Era un día frío, de esos en los que el viento del invierno atraviesa cada una de las ropas que llevas puestas. Había salido de mi clase de alemán y decidí pasar por la librería de mi tutor de tesis. Ese lugar siempre me había regalado la sensación de hogar que muchas veces en mi casa no encontraba. Pasaba todos los jueves a conversar con Julio, era el momento en la semana en el que podía sumergirme en todos aquellos autores que siempre me habían interesado, leerlos, cuestionarlos y aprender junto a él.
Ese jueves como todos los demás, salí de mi clase y comencé a caminar por Callao, al llegar encontré a Julio acomodando los nuevos títulos que habían entrado ese día. Estaba atrás del local, en la sección de filosofía oriental.
Nos saludamos y al verme casi congelado me invitó a tomar un café. Hablamos de las novedades publicadas esa semana y como venía mi investigación. Se suponía que pasaba para preguntarle las dudas que tenía en mi tesis, pero la verdad es que iba porque me gustaba su compañía y su paraíso.
Estaba leyendo cuando sentí el ruido de la puerta abrirse. No miré, la verdad es que nada me interesaba más que el autor que tenía en ese momento en mis manos.
Escuché como una voz de mujer pedía un autor francés y como un perfume de vainilla se apropiaba de todo el espacio. Sin embargo, eso no permitió que me distraiga de mi lectura. Julio salió del mostrador y se fue a buscar el libro que le habían pedido.
Para llegar hasta el ejemplar que estaba a punto de vender, mi tutor tenía que pasar por donde me había acomodado con mi café y mi libro. Fue entonces cuando me vi obligado a pararme y darle paso.
Ahí la vi por primera vez. Tenía la nariz roja por el frío, llevaba un saco negro y un gorro de lana con un pompón que hacía que su cara se vea entre tierna y rea a la vez. Julio volvió con el libro que le había pedido entre sus manos, preguntando si necesitaba algo más.
Tenía que hacer algo que le hiciera notar a ella mi presencia, si el pelotudo que había estado metido dentro de un libro de filosofía buscando la forma de ser el superhombre ahora quería dejar de ser invisible. Quería que esos ojos me reconozcan, que me miren, que me hable. Pero ella solo me dió la espalda y se dispuso a pagar.
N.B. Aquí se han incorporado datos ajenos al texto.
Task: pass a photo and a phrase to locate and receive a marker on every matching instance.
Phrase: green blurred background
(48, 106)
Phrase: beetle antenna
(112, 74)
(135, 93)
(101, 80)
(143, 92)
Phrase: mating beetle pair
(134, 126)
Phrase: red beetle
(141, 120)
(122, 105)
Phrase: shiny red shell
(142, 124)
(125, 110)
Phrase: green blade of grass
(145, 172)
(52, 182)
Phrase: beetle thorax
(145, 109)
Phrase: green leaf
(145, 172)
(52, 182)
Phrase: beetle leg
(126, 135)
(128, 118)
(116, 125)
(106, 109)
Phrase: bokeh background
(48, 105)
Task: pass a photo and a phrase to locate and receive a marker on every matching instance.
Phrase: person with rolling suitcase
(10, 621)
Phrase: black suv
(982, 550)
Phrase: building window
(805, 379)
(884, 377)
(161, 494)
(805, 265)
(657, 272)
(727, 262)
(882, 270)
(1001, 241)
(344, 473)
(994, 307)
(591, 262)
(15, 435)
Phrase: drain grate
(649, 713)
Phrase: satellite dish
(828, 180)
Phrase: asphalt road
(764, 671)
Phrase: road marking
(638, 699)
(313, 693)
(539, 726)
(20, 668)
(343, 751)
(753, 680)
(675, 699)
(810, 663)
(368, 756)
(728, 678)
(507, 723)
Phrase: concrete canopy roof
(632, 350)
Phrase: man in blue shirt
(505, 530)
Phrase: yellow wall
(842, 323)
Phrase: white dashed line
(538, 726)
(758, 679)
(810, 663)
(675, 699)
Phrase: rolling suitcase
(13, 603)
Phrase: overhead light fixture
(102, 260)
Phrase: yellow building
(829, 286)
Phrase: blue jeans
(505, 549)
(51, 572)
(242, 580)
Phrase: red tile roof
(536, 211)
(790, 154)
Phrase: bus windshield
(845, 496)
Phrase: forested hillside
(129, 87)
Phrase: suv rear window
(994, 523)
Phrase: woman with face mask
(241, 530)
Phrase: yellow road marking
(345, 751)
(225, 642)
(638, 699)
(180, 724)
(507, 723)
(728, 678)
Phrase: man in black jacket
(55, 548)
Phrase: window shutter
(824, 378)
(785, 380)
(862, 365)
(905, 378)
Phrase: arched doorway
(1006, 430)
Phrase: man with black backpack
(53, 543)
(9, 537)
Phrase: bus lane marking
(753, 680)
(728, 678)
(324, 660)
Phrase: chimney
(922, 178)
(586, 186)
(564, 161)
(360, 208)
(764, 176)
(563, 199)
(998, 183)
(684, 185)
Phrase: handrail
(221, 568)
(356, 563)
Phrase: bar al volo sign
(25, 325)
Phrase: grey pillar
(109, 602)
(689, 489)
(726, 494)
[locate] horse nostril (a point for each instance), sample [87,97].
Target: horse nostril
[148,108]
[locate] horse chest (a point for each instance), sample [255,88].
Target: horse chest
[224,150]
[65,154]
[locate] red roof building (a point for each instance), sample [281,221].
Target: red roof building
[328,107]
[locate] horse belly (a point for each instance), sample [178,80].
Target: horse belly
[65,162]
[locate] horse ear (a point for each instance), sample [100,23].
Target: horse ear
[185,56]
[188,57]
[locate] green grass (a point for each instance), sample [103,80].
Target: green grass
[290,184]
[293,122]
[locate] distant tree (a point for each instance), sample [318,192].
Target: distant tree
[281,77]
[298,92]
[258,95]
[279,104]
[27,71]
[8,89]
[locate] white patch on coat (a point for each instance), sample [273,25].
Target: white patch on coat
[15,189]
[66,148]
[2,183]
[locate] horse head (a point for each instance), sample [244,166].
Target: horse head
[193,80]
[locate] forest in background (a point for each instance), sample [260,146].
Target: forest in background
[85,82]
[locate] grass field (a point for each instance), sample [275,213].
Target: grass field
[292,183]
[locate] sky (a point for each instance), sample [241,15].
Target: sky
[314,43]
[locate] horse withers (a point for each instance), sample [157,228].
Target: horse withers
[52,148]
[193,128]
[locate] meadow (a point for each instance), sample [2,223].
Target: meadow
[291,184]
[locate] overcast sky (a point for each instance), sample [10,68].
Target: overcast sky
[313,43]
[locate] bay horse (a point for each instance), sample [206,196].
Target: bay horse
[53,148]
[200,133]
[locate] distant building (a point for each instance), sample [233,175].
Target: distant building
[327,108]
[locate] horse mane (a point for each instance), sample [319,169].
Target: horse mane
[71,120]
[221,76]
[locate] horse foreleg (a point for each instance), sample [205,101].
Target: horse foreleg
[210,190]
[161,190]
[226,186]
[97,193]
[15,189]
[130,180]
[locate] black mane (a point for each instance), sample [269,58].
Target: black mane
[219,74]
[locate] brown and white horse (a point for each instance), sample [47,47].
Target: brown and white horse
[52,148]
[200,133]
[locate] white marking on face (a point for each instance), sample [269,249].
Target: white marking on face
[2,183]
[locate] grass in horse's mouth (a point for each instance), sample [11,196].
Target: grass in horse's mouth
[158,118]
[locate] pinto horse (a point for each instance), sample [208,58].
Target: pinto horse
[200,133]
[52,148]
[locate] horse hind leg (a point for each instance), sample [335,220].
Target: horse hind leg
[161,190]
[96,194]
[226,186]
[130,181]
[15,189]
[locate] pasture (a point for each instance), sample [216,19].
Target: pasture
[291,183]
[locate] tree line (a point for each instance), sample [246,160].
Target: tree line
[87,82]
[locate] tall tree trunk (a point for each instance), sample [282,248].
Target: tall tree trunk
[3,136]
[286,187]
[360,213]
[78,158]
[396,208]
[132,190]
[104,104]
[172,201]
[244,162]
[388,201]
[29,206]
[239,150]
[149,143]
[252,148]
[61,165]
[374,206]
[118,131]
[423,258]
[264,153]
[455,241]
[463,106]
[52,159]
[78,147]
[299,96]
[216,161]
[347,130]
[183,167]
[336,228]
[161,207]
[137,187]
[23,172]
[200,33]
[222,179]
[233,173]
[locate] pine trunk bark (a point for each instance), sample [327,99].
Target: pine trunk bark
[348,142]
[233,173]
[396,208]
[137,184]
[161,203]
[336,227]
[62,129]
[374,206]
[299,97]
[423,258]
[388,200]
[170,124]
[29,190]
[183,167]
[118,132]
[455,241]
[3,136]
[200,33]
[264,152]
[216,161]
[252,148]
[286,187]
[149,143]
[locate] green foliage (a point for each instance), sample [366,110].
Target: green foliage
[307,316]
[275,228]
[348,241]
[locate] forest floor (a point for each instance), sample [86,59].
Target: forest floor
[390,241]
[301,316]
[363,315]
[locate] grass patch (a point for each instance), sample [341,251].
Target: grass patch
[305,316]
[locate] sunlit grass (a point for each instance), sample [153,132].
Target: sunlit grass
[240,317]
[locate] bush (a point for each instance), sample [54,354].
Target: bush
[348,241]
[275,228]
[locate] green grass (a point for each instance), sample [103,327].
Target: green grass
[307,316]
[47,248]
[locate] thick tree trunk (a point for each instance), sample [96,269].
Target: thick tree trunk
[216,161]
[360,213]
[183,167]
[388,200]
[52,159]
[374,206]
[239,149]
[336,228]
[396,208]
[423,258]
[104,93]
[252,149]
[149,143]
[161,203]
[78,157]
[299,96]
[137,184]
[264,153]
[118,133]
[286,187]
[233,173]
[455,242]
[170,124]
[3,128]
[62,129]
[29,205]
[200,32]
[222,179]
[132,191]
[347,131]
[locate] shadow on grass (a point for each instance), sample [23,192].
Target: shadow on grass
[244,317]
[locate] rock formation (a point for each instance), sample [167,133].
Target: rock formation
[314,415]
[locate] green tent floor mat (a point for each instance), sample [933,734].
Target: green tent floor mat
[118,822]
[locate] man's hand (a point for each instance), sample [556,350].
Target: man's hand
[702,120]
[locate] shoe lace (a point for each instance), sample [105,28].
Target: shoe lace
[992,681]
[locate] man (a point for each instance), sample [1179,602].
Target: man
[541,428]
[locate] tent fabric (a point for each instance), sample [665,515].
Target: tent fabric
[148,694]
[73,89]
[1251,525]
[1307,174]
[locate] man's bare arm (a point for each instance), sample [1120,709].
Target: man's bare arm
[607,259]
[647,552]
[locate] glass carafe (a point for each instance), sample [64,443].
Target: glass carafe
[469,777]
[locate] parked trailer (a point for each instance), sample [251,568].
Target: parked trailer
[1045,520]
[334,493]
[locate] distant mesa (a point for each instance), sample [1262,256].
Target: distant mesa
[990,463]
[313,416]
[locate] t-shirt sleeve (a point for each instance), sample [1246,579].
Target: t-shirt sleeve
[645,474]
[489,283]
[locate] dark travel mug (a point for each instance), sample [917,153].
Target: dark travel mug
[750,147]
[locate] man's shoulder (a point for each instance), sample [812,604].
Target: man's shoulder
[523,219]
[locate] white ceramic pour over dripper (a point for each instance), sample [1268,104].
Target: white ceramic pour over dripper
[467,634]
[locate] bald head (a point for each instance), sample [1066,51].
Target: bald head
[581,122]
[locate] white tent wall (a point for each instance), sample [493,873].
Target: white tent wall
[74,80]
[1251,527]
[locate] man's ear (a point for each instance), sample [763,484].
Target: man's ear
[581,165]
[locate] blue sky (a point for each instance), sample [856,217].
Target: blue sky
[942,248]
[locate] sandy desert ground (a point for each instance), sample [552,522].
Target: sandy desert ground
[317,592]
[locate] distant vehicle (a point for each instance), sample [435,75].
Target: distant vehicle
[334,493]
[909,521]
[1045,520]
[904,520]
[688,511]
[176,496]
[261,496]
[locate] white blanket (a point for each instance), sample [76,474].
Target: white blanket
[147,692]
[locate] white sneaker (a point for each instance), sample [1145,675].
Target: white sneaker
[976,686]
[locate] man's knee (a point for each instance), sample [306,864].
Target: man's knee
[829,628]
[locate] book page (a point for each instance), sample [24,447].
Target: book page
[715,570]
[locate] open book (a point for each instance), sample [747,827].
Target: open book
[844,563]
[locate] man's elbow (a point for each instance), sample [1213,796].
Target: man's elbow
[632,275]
No había tiempo, esa extraña mujer pronto se iría y probablemente nunca más la volvería a cruzar, tenía que lograr algo inteligente que me permitiera tener su atención. No podía hacer nada estúpido porque después de todo ella estaba comprando uno de los autores franceses más reconocidos de la sociología.
Pase por detrás de ella y dejé el libro que casi me hace perder el momento del encuentro. Lo mire a Julio que ya se había dado cuenta que algo ahí pasaba y comencé a decirle una frase del libro que ahora dejaba. Recuerdo que era una descripción de las calles de Viena en tiempo de carnavales. Julio se rió y me sugirió que leyera a Bajtin. Y en ese momento ella sin siquiera mirarme me habló por primera vez.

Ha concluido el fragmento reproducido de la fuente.